2011/05/13

Bia e o mar (2)

Correu, pois, a menina à mãe que estava a fazer uma sopa de tomate para o almoço. Já fizera o refogado de tomate, cebola, alho. Já fritara o toucinho. Já lhe juntara água para fazer o caldo. Estava naquele momento a escalfar os ovos. A entrada repentina da Bia na cozinha, aos gritos, pedindo-lhe para ir à praia, posso ir, não posso?, posso?, deixe lá!, fê-la bater os ovos com mais força na borda do tacho, abriram-se duas gemas que se derramaram em fios. Acabou por ceder perante a insistência da filha. Apareceu-me à porta, muito encolhida, molengona, como costume, vestida de preto, a perguntar se a companhia da Bia não incomodava...

Chegámos à praia devia ser quase quatro horas. É uma praia pequenina. O areal estende-se entre duas arribas. É uma praia de rochas, algas, de caranguejos pretos espojados ao sol, onde há sempre barcos de carga na linha do horizonte e se vê, ao longe, o casario de Sines e as chaminés da central eléctrica. Fica perto da rotunda onde a prostituta anã, na torreira do sol, aguarda a chegada dos velhos de boina que a levam para o pinhal e a deitam na caruma. Reparei que a Bia se deixou estar, durante muito tempo, a olhar o mar. Abeirei-me dela. Explicou, então, como se fosse a coisa mais natural do mundo, que era a primeira vez que estava perto do mar. Já o vira de passagem, da estrada, quando fora a um casamento a Vila Nova, mas nunca estivera assim tão pertinho. Perante a minha surpresa, tentou justificar. O meu pai trabalha na oficina a semana toda e, ao domingo, gosta de jogar às cartas no café.
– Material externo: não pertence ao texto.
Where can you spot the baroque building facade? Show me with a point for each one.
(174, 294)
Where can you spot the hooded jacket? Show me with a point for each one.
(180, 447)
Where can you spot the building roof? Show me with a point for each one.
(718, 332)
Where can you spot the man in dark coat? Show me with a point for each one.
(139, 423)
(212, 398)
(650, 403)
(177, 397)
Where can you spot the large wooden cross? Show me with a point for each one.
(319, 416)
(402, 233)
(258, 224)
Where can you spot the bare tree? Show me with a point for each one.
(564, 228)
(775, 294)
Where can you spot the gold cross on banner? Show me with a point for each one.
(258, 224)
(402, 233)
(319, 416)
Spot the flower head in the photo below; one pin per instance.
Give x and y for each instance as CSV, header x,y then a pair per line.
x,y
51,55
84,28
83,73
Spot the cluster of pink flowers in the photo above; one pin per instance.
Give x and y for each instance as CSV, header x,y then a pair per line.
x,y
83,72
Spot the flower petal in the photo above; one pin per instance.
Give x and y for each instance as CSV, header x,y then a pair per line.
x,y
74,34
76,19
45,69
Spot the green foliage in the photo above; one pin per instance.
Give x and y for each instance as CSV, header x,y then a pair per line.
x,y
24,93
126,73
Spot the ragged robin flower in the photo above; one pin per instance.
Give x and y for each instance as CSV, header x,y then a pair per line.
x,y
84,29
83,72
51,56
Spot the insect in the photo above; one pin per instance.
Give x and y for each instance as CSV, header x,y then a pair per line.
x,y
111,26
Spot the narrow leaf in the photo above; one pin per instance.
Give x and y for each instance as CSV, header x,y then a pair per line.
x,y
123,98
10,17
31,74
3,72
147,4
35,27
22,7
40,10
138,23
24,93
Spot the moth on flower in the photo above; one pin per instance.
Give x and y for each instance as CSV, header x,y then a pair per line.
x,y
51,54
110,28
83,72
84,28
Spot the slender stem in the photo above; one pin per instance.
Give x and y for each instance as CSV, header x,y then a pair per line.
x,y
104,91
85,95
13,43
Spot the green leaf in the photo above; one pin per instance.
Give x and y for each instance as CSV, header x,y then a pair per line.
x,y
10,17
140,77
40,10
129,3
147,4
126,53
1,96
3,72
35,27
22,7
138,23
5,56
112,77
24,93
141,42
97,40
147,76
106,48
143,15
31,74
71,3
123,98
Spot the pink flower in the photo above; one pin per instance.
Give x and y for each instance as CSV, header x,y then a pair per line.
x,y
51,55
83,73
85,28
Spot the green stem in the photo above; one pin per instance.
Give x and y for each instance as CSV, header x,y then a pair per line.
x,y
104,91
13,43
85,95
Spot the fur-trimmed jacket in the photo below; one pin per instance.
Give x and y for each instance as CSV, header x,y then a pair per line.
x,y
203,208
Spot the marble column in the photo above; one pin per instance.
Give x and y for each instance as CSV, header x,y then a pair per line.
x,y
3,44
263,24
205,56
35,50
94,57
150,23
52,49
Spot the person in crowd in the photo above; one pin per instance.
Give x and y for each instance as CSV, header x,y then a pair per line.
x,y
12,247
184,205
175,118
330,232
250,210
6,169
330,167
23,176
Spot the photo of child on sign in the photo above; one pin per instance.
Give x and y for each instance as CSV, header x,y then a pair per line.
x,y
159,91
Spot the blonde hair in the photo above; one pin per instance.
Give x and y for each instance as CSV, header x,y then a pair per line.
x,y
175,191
A minha mãe não gosta da praia. O egoísmo dos pais da Bia aborreceu-me. De que serve ter um filho e não lhe mostrar o mar? Ou a noite? A aldeia fica a vinte quilómetros da costa e a Bia, nos seus dez anos, nunca vira o mar. A mãe nunca largou o parapeito da janela, o pai nunca largou a oficina, o irmão nunca despiu a farda para a levarem a ver o mar. Olhei a Bia com admiração e uma pontinha de inveja porque, ao contrário de mim, terá memória do momento mágico em que tocou no mar. Ficou a tarde toda dentro de água e eu de vigia com medo de tanto afoitamento. Só saiu para comer a sandes de presunto que a mãe lhe mandou para o lanche. Comeu-a a fugir, a tiritar de frio. Depois, voltou a enfiar-se na água, como se o mar lhe pudesse fugir, como se fosse coisa passageira, um acidente na sua vida.

(a Bia gostou do mar e o mar, tenho a certeza, gostou muito da Bia.)